Analysts are keeping a close eye on a possible Pike River Coal (NZX:PRC) cash flow issue.
Monthly cash burn, calculated from net operating cash flows of $23.3m for the June quarter, is at $7.8m – up from an annual average of $5.5m per month, as estimated in May.
Added to this is a delay of approximately one month in the company’s second coal shipment, now due at the end of this month, and a slight lag in hydro mining commencement.
A Forsyth Barr investment report released today suggests that if the coal shipment (worth about $6m) is delayed by another three weeks and current cash burn rates continue, then cash may run out in September.
“It is therefore crucial that PRC ramps up production as profiled – if it doesn’t, we expect PRC will need to find additional finance.”
"While PRC is cheap on a value basis and compared to its peers, the cash burn rate is such that we are not comfortable that PRC is going to be able to easily reach a cash neutral position with its current cash balance."
Pike River chief executive Gordon Ward said that the higher cash burn rates were a "timing difference".
“We’ve accelerated some of our development expenditure... to improve the mine’s ability to meet our production target for this current financial year, which is 620,000 tonnes."

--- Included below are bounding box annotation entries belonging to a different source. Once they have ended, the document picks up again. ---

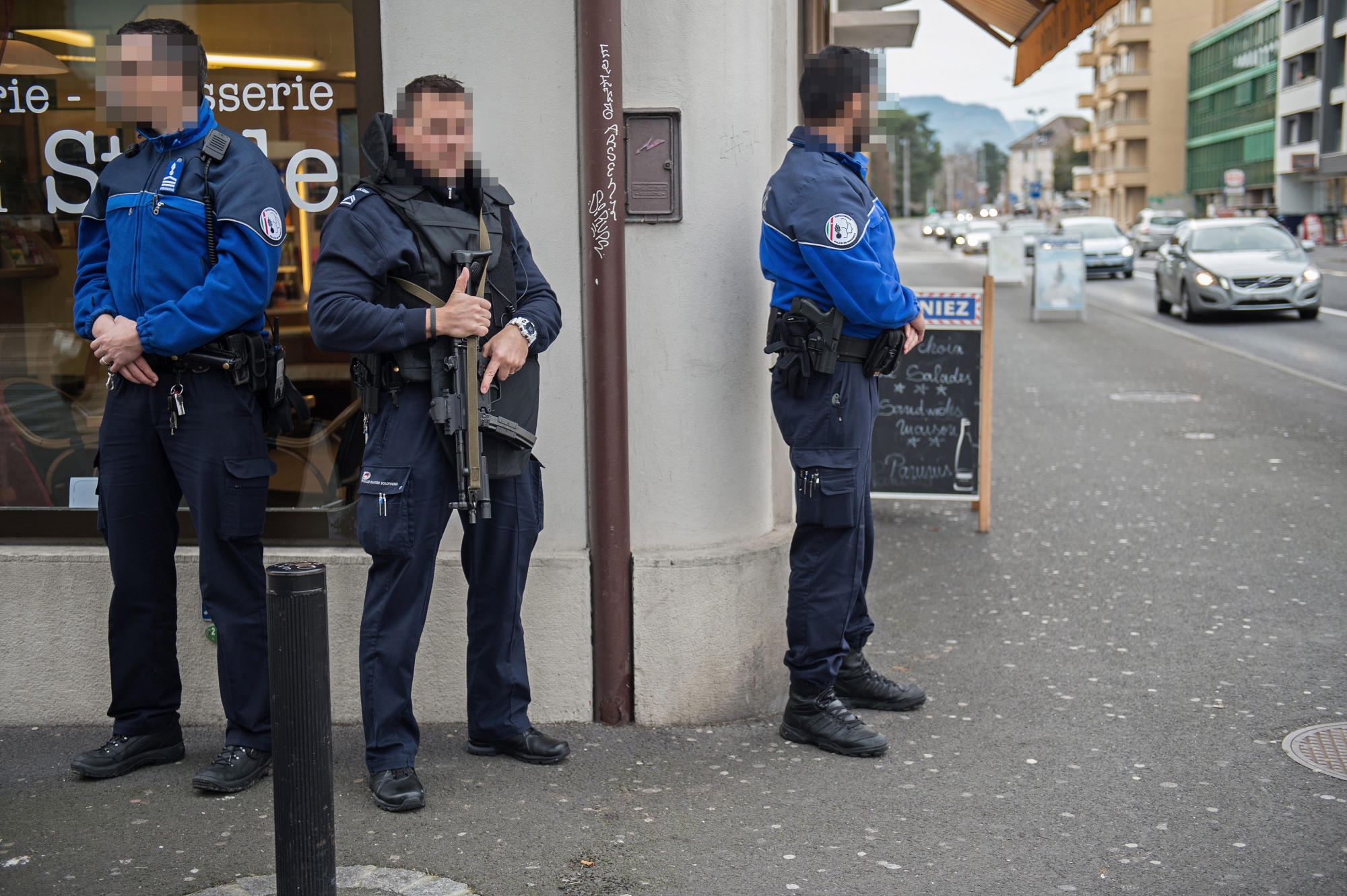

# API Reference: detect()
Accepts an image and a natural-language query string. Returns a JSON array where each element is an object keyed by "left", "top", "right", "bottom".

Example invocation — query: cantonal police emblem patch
[
  {"left": 259, "top": 206, "right": 286, "bottom": 242},
  {"left": 823, "top": 215, "right": 857, "bottom": 246}
]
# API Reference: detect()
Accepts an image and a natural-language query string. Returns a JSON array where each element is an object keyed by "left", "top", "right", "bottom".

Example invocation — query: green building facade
[{"left": 1187, "top": 0, "right": 1281, "bottom": 209}]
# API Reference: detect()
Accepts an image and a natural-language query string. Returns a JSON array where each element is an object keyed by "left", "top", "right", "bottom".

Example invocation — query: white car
[{"left": 954, "top": 218, "right": 1001, "bottom": 254}]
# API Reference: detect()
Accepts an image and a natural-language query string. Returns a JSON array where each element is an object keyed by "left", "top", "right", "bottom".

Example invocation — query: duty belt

The company has contracted additional mining equipment, hired additional staff, and brought forward the lease of the large ABM20 coal cutting machine from January to the end of this week.
Mr Ward acknowledged the importance of meeting monthly production targets.
Pike River aims to export 20-30,000 tonnes per month from September 2010, increasing to around 40,000 tonnes per month by December 2010.
The company successfully completed a $90m capital raising initiative last May.